To Senate President Stephen Sweeney (D., Gloucester), nothing underscores the need for New Jersey to take a tough approach to shared services to cut property taxes more than what happened in his home county when Wenonah looked into consolidating police services with neighboring Mantua.
"Wenonah has the highest property taxes in Gloucester County, and residents would have saved $400 a year in property taxes," Sweeney noted at a recent New Jersey Conference of Mayors seminar in Atlantic City. Furthermore, the police chief and sergeant in Wenonah's seven-member police department were about to retire, so merging with Mantua's 29-member force should have been easy.
But as soon as Democratic Mayor Tommy Lombardo and Councilman John Howard started pushing the issue, "signs started popping up over town saying 'Save Our Police Department,' and the Republicans turned it into a campaign issue," Sweeney said.
Residents gathered 500 signatures to put a referendum on the ballot, and in November, more than 62 percent of Wenonah residents voted no on the merger question. The town elected two antimerger Republicans to the Wenonah Borough Council, effectively putting an end to consideration of the question for at least the next year.
"When Wenonah voted not to consider merging police departments, its residents were saying, 'We don't care about saving money.' So why shouldn't we cut state aid to municipalities that don't care enough to lower their own property taxes when they have the opportunity to do so?" Sweeney demanded. "We've tried the carrot. We need to try the stick."
For the second year in a row, Sweeney is pushing a controversial shared services bill that would empower New Jersey's Local Unit Alignment, Reorganization and Consolidation Commission (LUARCC) to determine objectively where municipalities could save money by sharing services. Cost-saving options would be put to a public referendum, and if the voters refuse — as Wenonah's residents did — their town would lose state aid equivalent to what the property-tax cost savings would have been.

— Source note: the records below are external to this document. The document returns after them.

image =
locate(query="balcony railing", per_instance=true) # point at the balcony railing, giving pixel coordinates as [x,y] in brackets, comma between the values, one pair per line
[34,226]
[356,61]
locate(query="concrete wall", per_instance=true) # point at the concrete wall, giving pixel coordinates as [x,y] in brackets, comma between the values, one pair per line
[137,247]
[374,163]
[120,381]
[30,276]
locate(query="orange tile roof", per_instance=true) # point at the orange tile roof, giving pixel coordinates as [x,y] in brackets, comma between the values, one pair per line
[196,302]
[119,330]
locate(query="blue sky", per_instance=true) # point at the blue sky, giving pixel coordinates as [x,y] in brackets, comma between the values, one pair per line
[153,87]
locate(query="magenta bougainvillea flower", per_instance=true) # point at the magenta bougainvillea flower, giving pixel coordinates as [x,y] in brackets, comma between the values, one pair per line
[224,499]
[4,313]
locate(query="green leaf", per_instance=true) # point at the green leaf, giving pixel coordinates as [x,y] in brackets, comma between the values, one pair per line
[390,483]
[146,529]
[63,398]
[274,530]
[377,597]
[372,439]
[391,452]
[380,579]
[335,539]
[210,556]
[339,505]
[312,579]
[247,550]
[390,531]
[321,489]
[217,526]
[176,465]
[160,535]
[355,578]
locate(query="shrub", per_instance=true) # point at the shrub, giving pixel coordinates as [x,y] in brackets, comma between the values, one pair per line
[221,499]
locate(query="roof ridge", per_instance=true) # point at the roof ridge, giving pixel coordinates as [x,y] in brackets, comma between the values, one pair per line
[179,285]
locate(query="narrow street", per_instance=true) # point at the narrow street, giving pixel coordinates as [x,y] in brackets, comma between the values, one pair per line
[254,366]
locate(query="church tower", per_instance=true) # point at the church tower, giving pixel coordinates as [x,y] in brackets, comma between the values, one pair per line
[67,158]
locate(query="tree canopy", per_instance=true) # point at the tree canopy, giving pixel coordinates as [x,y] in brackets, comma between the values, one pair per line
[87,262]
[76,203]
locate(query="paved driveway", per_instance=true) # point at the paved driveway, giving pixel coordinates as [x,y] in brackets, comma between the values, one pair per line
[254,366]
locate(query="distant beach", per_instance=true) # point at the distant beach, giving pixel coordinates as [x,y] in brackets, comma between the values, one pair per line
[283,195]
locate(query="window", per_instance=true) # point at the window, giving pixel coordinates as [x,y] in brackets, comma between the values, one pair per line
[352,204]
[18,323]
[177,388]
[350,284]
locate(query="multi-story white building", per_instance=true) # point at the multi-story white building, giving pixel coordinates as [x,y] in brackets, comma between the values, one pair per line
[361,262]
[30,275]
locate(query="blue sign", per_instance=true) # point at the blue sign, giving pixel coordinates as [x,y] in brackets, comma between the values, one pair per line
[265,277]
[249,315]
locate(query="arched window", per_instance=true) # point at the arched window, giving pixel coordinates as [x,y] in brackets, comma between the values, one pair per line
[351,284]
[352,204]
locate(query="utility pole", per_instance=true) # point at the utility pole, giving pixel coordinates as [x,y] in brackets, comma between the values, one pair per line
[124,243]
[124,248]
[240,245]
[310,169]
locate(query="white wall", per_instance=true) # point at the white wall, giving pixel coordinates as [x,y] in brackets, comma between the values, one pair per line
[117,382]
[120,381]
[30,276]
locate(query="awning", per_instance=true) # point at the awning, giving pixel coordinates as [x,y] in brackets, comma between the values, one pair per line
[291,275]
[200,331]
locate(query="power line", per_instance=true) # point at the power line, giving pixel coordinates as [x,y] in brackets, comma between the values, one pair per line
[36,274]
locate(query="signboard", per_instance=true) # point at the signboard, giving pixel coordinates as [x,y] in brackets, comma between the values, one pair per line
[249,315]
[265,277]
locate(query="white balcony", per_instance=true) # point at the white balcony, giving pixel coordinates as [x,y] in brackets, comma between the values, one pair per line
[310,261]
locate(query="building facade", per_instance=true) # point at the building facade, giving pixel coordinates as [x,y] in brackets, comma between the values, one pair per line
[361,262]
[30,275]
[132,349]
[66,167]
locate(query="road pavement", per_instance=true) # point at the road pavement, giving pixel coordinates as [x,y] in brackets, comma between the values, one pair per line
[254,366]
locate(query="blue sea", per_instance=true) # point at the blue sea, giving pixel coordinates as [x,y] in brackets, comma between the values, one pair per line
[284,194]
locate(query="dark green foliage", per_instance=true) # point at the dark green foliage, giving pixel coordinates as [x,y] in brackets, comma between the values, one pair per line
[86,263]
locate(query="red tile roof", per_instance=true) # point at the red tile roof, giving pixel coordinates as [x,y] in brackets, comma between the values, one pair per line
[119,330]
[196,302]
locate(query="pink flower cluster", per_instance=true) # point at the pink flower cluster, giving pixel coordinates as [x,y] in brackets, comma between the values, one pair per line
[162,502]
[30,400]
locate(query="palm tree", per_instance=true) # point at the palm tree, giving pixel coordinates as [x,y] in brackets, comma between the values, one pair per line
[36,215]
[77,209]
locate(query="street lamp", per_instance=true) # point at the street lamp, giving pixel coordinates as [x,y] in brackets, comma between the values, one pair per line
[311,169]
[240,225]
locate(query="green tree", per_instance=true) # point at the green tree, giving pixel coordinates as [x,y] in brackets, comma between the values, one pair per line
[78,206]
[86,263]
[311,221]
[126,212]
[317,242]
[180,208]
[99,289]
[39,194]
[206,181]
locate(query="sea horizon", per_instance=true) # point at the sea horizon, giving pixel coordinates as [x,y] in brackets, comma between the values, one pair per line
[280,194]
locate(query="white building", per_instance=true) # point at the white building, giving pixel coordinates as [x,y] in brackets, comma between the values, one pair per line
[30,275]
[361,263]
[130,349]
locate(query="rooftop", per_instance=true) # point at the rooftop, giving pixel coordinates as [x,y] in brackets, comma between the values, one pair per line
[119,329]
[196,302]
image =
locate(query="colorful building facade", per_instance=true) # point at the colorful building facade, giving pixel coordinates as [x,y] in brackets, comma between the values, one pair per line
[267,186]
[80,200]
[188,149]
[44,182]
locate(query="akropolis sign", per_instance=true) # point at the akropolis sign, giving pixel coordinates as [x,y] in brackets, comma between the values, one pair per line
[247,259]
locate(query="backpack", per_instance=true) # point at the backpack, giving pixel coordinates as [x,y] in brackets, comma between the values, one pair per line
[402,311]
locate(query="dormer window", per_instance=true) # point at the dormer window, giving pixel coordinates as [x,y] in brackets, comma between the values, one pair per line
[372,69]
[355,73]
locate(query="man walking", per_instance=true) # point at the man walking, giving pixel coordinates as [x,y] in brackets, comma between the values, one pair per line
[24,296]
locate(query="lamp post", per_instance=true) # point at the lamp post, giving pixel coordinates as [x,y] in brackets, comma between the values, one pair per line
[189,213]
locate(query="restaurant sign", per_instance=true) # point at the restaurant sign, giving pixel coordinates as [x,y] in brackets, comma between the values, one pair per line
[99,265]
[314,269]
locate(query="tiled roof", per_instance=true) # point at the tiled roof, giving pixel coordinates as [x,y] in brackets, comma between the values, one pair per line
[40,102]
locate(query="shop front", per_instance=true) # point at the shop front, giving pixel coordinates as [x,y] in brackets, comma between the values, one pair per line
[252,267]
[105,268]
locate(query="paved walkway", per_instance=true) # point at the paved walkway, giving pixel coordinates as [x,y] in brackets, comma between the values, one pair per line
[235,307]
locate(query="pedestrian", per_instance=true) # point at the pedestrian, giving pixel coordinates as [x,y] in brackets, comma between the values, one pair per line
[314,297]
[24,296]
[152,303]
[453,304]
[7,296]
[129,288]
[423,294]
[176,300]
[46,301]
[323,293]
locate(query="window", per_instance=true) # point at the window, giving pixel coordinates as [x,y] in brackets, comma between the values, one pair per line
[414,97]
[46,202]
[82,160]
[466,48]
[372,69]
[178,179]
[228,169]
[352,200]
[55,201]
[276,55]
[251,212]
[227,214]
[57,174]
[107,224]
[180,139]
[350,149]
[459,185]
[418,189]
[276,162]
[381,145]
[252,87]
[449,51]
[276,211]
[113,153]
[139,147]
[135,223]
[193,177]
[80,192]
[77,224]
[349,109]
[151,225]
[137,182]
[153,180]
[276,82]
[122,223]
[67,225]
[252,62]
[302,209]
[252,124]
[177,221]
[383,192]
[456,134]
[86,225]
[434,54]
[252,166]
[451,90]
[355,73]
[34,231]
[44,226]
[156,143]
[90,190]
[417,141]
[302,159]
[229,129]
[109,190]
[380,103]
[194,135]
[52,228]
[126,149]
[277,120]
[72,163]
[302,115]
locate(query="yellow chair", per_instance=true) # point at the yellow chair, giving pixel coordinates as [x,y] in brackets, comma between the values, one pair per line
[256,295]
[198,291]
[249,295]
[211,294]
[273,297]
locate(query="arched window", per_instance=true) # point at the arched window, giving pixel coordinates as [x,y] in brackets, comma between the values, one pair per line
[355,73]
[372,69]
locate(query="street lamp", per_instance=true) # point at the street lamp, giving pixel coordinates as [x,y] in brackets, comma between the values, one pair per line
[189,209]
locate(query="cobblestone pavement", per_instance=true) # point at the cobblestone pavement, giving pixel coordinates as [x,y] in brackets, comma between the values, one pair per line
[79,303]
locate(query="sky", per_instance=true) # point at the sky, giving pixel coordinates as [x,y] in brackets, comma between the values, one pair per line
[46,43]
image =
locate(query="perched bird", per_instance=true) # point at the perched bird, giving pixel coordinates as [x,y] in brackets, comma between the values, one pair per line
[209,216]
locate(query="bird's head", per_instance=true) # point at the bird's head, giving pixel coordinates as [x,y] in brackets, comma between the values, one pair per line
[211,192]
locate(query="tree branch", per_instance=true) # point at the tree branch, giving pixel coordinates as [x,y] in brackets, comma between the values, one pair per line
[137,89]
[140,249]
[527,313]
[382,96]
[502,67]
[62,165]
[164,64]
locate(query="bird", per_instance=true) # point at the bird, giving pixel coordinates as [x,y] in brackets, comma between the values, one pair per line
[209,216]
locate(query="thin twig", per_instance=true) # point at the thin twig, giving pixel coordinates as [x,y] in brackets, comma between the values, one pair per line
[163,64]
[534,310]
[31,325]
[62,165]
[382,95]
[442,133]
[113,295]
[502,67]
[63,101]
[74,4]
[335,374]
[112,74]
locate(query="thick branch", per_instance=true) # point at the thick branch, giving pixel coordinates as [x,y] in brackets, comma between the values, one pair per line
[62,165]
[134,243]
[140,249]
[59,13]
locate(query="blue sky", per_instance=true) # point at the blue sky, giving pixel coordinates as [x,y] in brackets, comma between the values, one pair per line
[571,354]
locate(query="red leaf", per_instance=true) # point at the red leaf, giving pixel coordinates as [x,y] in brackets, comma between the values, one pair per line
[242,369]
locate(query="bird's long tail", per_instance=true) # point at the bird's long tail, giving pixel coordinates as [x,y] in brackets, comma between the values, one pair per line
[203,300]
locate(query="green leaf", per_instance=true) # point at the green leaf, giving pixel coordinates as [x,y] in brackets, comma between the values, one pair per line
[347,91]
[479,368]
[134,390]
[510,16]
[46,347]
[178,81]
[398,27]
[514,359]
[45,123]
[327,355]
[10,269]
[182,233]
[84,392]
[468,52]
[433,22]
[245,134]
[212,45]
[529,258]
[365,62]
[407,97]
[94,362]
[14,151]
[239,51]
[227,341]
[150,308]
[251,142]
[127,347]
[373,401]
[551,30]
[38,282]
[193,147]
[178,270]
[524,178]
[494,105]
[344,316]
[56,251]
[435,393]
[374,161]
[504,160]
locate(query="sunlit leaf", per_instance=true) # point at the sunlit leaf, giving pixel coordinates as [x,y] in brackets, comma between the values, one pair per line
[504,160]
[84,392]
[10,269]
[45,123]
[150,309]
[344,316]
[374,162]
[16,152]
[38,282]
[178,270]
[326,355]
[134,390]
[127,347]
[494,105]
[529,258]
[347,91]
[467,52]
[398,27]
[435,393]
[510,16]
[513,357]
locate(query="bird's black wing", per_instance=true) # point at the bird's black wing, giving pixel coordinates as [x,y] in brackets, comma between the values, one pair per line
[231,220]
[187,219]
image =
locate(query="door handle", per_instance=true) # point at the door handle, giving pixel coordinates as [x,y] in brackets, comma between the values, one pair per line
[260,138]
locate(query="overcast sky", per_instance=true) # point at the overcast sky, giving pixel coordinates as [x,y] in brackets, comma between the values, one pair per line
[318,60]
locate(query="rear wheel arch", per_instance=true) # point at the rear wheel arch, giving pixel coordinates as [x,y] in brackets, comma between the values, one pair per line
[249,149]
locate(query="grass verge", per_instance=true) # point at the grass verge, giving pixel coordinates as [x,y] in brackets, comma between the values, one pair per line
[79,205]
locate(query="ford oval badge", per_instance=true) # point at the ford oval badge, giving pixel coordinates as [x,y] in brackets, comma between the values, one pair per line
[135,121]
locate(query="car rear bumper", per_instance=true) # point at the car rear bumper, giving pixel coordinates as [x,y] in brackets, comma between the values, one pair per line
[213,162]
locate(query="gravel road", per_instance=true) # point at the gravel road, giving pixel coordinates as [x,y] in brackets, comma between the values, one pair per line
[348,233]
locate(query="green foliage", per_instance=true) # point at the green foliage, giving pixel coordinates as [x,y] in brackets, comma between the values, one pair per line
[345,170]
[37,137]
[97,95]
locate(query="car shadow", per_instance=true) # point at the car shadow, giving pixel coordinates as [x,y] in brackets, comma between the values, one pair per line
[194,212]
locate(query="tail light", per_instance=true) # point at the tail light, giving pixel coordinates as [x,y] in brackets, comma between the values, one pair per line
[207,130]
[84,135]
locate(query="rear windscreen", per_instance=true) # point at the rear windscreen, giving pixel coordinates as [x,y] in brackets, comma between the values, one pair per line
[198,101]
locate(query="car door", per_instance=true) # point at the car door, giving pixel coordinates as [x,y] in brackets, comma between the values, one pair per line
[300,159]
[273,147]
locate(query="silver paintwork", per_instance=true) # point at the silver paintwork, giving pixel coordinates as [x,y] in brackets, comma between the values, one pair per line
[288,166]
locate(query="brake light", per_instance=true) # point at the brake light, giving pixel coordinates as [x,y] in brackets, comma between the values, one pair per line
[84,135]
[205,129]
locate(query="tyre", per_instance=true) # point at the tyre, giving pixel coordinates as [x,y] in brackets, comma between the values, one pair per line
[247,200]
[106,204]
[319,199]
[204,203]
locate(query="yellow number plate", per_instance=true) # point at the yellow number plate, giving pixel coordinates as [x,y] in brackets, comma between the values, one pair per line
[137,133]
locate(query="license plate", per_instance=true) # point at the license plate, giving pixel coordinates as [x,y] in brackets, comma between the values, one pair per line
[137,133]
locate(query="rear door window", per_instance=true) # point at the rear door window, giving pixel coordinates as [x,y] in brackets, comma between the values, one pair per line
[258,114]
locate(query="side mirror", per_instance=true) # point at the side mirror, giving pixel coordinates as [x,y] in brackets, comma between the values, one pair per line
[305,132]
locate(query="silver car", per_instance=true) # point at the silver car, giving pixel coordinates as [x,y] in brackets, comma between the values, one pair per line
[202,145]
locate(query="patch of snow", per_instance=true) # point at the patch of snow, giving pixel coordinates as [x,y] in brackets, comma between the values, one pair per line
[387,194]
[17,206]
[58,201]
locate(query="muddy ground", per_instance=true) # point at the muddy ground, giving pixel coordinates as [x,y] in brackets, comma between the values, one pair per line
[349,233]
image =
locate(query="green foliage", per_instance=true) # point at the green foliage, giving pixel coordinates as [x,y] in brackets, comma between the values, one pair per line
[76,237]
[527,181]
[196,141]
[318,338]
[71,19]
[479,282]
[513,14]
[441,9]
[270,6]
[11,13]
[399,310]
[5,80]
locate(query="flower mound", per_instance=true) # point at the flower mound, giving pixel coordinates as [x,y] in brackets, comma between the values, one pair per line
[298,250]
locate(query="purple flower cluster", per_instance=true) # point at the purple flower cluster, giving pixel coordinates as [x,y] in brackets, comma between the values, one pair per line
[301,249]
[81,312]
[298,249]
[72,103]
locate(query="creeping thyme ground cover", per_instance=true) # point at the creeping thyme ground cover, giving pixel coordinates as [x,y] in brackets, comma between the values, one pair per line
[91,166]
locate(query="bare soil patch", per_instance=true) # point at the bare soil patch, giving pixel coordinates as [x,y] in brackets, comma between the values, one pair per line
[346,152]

Sweeney's bill, S-2, is awaiting a hearing in the Senate Budget and Appropriations Committee, and the Senate president said he was optimistic that he could get the bill through the legislature this year.
William G. Dressel Jr., executive director of the New Jersey State League of Municipalities, likes the carrots in Sweeney's shared services bill — including dropping Civil Services mandates and leaving existing union contracts in place until new contracts are negotiated for the merged department — but he and other mayors are adamantly opposed to Sweeney's "big stick."
"Voters should hold elected officials accountable, not the other way around," Dressel insisted in a letter to the state's 566 mayors. "We must oppose any proposal which would, on the one hand, allow the voters to express their will, but, on the other hand, inform those voters that they will be punished, if their will does not comport with that of a majority of the appointed members of the LUARCC."
Sweeney's bill is working its way through the Legislature as a new wave of plans to save property tax dollars through police consolidation is being debated throughout the state: • Somerset County towns have until August to decide whether to participate in a plan to merge 19 municipal police departments into one countywide police department with five regional precincts — a plan that would actually increase total police staffing by 14 patrolmen to 606, while saving $44 million over the next decade. • Camden City officials were in state Superior Court this week fighting a drive by the Fraternal Order of Police to force a binding referendum onto the ballot to block the planned merger of Camden County's municipal police departments into a single countywide department — a measure that Sweeney and Republican Gov. Chris Christie have both supported. • And in Bergen County, where 15 municipalities are studying potential police mergers under a grant from the county prosecutor, the Demarest council on Tuesday agreed reluctantly to citizens' demands that it hold a nonbinding referendum on plans to merge the Demarest Police Department into the Bergen County Police Department before the council votes on any final merger plan.
Sweeney, who championed shared services while director of the Gloucester County Board of Freeholders from 1997 to 2010, says he has seen too many courageous municipal officials pilloried over the years for having the courage to take on home rule.
"When you have the courage to do the right thing, you shouldn't be punished," Sweeney told a roomful of mayors attending the New Jersey Conference of Mayors convention on April 27. "We want to help you by taking the local politics out of it."
To Sweeney, taking local politics out of the issue is justifiable because high property taxes are not just a local issue, but a state issue. New Jersey's average $7,500 property tax bill, Sweeney argues, is what makes the state noncompetitive, and while the 2 percent cap law he sponsored will hold down future property tax increases, it will also force municipalities to cut services if they're not diligent in finding cost savings.
It's too important an issue to the future economic prosperity and survival of the state to allow cost-saving plans to become snarled in emotional appeals to home rule and special interests, Sweeney argues.
"When I was on the Gloucester County Board of Freeholders, we took over EMS," Sweeney noted. "The average response time was 15 minutes, we had it down to 5:53, and the national average was eight minutes. But we still had two towns that didn't want to join. When towns refuse to cooperate when the service is free and the service is better, what are you going to do? That's why we need legislation that changes the system by putting in a penalty — a loss of state aid — for towns that refuse to help themselves."